President Barack Obama and Congressional Democrats have been calling for an end to lucrative tax breaks for oil companies. Representatives of the oil and gas industry say that's a tax increase that will make it harder for the companies to invest in new domestic drilling projects.
Interior Secretary Ken Salazar came to Alaska in August and said Obama was an advocate for increased drilling in Alaska, including the National Petroleum-Reserve Alaska, and that his attitude about Arctic offshore drilling was "let's take a look at what's up there and see what it is we can develop." But he said any Arctic offshore drilling would need to be done carefully and that there were painful lessons from the Deepwater Horizon spill in the Gulf of Mexico. Obama opposes oil drilling within the Arctic National Wildlife Refuge.
Salazar emphasized that Obama in July signed an executive order to create a new federal working group tasked with having agencies better coordinate Alaska oil and gas permitting and other regulatory oversight. The White House said the working group is designed to simplify oil and gas decision-making in Alaska by bringing together federal agencies to collaborate as they evaluate permits and environmental reviews on Alaska projects.
Parnell said Tuesday that he met with Salazar during his visit. "But we need something more than just the (federal) leadership telling us that we matter, we need the agency staff to timely make decisions and to work cooperatively to make these decisions," Parnell said.
Parnell did praise this week's news that the EPA would issue an air quality permit for a drilling vessel that Shell hopes to use for offshore Alaska exploration.
Parnell also told the Alaska Oil and Gas Congress that he's working to try and get the Legislature to pass his bill lowering state taxes on the oil companies. Parnell's bill, which the Department of Revenue estimated could result in more than $8 billion in less production tax revenue to the state over the next five years, passed the Alaska House of Representatives this spring. But state senators resisted and the bill didn't make it very far in the Senate.
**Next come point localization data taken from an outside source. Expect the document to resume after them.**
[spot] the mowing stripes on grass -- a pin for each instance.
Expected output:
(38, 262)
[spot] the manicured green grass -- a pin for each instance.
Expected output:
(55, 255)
"I've been speaking individually with legislators about how we can move this bill through the legislative session this year," Parnell said Tuesday. "I told one of them, I have no pride of authorship in the bill, if the personalities of the Legislature won't allow a bill from the governor to pass because of partisan differences or somebody else wants to run for governor, I don't care. I said pass a bill that makes us more competitive," Parnell said.
Parnell told the oil and gas congress crowd that Alaska takes too big of a tax bite at high oil prices compared to other oil regions in the globe and that needs to change. Opponents of Parnell's bill dispute that and cite state labor statistics showing oil and gas employment in Alaska up around record levels and reports of increased exploration on the North Slope. It's an argument that could dominate the next legislative session in January.